JT: The office is a couple things, and one is a $100-million bully pulpit. The Treasurer’s Office is the custodian of $100 million of Pennsylvania’s money, and that provides a powerful platform both within the state but also beyond the state. What you’ve seen if you look around the country, like with Denise Nappier in Connecticut or the treasurer of Missouri, you’ll see they’ve used the power of those shares to advance these values more broadly than within the states. So I will advocate, for example, holding corporations accountable on whether they’re disclosing their political contributions, including to anti-LGBT-rights campaigns. The Missouri treasurer serves on the state’s housing board and introduced protections for LGBT renters into the state policy that way. There’s the equivalent in Pennsylvania because the treasurer sits on 18 boards and commissions within Pennsylvania but also has power of using our commonwealth to advance a forward-looking agenda more broadly and nationally.

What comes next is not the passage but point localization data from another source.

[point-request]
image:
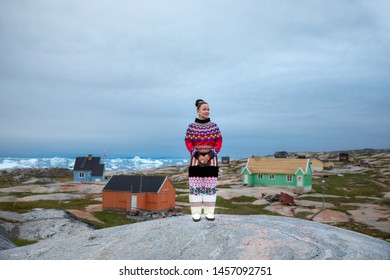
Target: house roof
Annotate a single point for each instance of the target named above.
(259, 165)
(89, 164)
(135, 184)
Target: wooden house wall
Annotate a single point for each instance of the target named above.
(165, 199)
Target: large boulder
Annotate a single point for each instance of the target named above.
(228, 237)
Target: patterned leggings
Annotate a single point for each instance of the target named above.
(202, 185)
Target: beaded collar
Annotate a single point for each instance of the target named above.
(202, 121)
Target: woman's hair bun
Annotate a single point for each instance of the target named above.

PGN: Why should LGBT voters support you?
JT: Well, I would have two answers to that. One is consistent with what I said earlier about LGBT rights being human rights. LGBT voters are taxpayers, business owners, pensioners, people who care about the quality of government and the state. Sadly, we’ve fallen far behind recently when it comes to basic human rights and on public-policy innovation, and I want them to know I’m going to bring to this office all the determination and innovation and energy that I’ve shown in positions I’ve held in the past. I’m going to make the office not the source of embarrassment it has been but a source of progress and pride and problem-solving. I am passionate about creating opportunities for Pennsylvanians through this office and have put forward a number of ways to do that, from personal retirement accounts for people in workplaces without retirement savings to universal college-savings accounts for every child born in Pennsylvania. I have a record on LGBT issues, from my time at the Rendell administration to the Constitutional Center and to the Obama administration at the U.N. It’s a record I’m proud of and that I would keep adding to in this post. That’s among the differences between me and my opponent. He proudly brags he was the first statewide Republican candidate in Pennsylvania to endorse Donald Trump. He not just stood by Donald Trump throughout every one of his new lows he reached in his historically hateful and divisive campaign, he campaigns with him, leading the crowd in chants of “Lock her up” [in reference to Democratic presidential nominee Hillary Clinton]. He doesn’t support the same protections I do support for LGBT Pennsylvania. I think if voters see my record, they’ll think I’m their pick.
Republican nominee for Pennsylvania Treasurer, Otto Voit, did not respond to repeated requests for an interview.